I claim each human being exists in their own reality, and any attempt at capturing, portraying, sharing that reality can connect with another human being and help them find or generate meaning in their own reality. Often this attempt to capture manifests itself in story form -- this is what happened to me and how it changed me for better or worse. That story can be broadcast orally, digitally, or textually. But the story is always the same, and repeated often. Ritual is born here, and I believe that’s how we connect with each other and to something greater. Whether you call that God, the Universe, The Human Experience makes no difference. It’s plugging more than one person into a reality that wasn’t originally theirs. That makes me a…. broad-spectrum ritualist? Not sure on that one, but this question of reality is the one I contemplated all through Seder last night.
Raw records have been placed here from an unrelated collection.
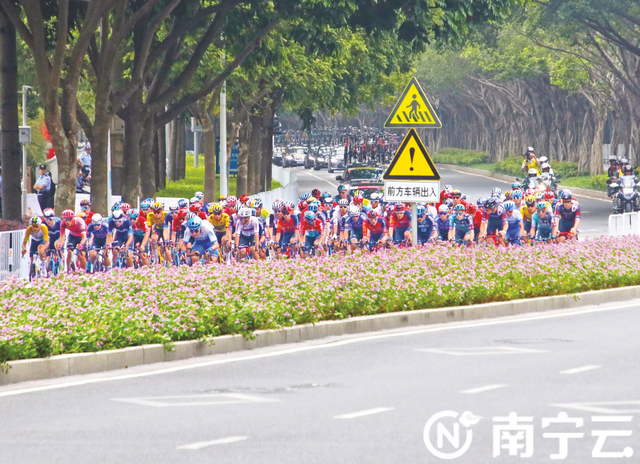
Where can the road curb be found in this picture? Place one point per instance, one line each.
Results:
(88, 363)
(494, 175)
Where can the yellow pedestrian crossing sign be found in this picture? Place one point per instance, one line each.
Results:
(412, 161)
(413, 109)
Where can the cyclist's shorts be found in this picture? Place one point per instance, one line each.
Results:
(246, 241)
(33, 249)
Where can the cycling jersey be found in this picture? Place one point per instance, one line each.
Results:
(221, 224)
(311, 229)
(42, 235)
(248, 230)
(76, 228)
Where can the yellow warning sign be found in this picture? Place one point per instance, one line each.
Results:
(412, 161)
(413, 109)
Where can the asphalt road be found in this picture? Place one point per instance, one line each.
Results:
(594, 212)
(352, 399)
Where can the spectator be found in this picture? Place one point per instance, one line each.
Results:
(84, 164)
(43, 186)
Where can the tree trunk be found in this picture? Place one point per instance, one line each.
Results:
(11, 150)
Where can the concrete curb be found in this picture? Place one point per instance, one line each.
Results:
(88, 363)
(494, 175)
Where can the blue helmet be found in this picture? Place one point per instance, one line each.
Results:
(194, 224)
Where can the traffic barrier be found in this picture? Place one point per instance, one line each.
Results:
(12, 264)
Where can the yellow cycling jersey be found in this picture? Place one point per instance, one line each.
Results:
(42, 235)
(220, 225)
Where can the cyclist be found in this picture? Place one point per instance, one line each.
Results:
(120, 235)
(204, 244)
(247, 233)
(98, 231)
(425, 225)
(287, 232)
(39, 234)
(493, 222)
(140, 228)
(543, 222)
(515, 228)
(77, 237)
(374, 230)
(461, 225)
(312, 230)
(400, 225)
(568, 217)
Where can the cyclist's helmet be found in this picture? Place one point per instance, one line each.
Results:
(194, 224)
(530, 200)
(490, 203)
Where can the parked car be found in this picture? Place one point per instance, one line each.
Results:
(336, 160)
(294, 156)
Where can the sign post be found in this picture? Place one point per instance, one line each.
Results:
(412, 177)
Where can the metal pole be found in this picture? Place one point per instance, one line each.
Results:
(24, 151)
(414, 224)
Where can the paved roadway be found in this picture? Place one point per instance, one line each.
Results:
(595, 212)
(352, 399)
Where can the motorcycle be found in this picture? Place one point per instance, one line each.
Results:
(626, 198)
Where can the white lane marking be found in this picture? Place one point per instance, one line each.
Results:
(603, 407)
(204, 444)
(366, 412)
(358, 339)
(317, 177)
(480, 351)
(577, 370)
(484, 388)
(506, 182)
(196, 400)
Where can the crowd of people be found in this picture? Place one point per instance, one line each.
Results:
(239, 229)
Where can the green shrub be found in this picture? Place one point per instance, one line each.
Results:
(460, 157)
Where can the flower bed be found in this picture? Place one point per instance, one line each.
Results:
(83, 313)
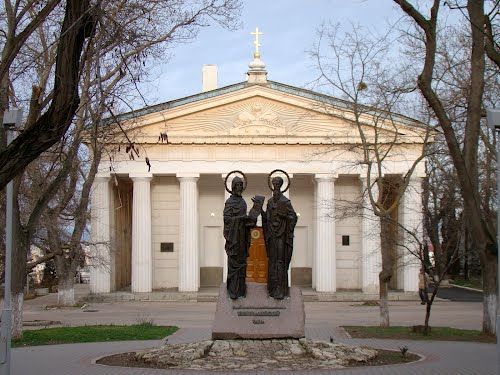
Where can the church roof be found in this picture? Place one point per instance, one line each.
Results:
(281, 87)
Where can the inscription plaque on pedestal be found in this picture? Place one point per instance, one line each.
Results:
(258, 316)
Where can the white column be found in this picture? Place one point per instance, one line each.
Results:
(100, 268)
(325, 259)
(412, 217)
(189, 271)
(371, 256)
(142, 256)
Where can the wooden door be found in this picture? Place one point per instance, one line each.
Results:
(257, 257)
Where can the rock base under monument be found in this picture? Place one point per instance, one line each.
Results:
(258, 316)
(236, 355)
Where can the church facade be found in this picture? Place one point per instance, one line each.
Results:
(159, 226)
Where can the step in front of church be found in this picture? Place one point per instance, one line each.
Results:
(211, 295)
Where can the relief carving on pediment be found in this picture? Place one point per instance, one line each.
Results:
(257, 118)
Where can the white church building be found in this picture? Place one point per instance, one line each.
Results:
(160, 227)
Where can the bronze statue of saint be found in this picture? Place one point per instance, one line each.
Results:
(279, 223)
(237, 225)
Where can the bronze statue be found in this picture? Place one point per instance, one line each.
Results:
(279, 223)
(237, 226)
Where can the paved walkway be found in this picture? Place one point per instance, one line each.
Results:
(440, 357)
(322, 320)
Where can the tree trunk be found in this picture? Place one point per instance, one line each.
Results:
(384, 301)
(386, 274)
(17, 315)
(427, 316)
(489, 293)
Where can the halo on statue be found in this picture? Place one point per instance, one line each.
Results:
(270, 177)
(242, 176)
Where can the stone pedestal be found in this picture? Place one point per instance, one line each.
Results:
(258, 316)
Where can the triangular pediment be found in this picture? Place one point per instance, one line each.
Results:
(257, 114)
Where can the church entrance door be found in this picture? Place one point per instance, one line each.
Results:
(257, 257)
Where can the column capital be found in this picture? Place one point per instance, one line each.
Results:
(325, 176)
(187, 175)
(141, 176)
(102, 177)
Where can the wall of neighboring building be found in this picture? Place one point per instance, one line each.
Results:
(348, 223)
(165, 229)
At one point, the Rabbi announced we would break with tradition and the singer would lead us in a classic American Gospel anthem, which connects us Jews to African American Slaves. The entire room of curious white Christians, Ashkenazi Jews, and one Israeli sang a moving rendition of “Let My People Go.” Not a single African American in the room, but somehow I walked away more compassionate for their plight. As I’m typing this, I’m sitting in Starbucks and across from me is a black man. Instead of my usual first thought: “how the hell did you get to Idaho?” I’m sitting with this: “how has the narrative of American history affected your personal narrative? What has slavery done to your inner monologue?” I’m nearly in tears, reminded of the horseradish from last night and the embitterment of the lives of the Jews under the stern hand of the Egyptians. How gut wrenching it must have been for this man to sit in any American history class and realize two things simultaneously: none of these founding fathers look like me and for all their ideals of personal freedom and individual responsibility, they saw fit to only count me as 3/5ths worthy of that inalienable right.


For me, that’s real. That somehow my participation in a ritualized narrative of the journey from slavery to freedom based in one group’s reality allowed me to tap into another’s, equally remote from my own. It’s transitioned my intellectual knowledge to a visceral understanding, from theorem to practicum, from the head to the heart. Father Martin at The Cathedral of the Madeleine in Salt Lake, City last year said something in the Ash Wednesday homily I’ll never forget: we often think of Lent as giving something up. But the Lenten Fast actually has three parts: abstinence, fasting, and service. If you come away from Lent with introspection that doesn’t lead to compassionate action outside yourself, you’ve missed the point. So, not only has this ritual added an emotional experience to my personal reality, it’s motivating me to ask myself: what do I do now? What can I do to help ease the burden of the American slavery narrative for African Americans? I don’t know yet, but I’m ready to find out.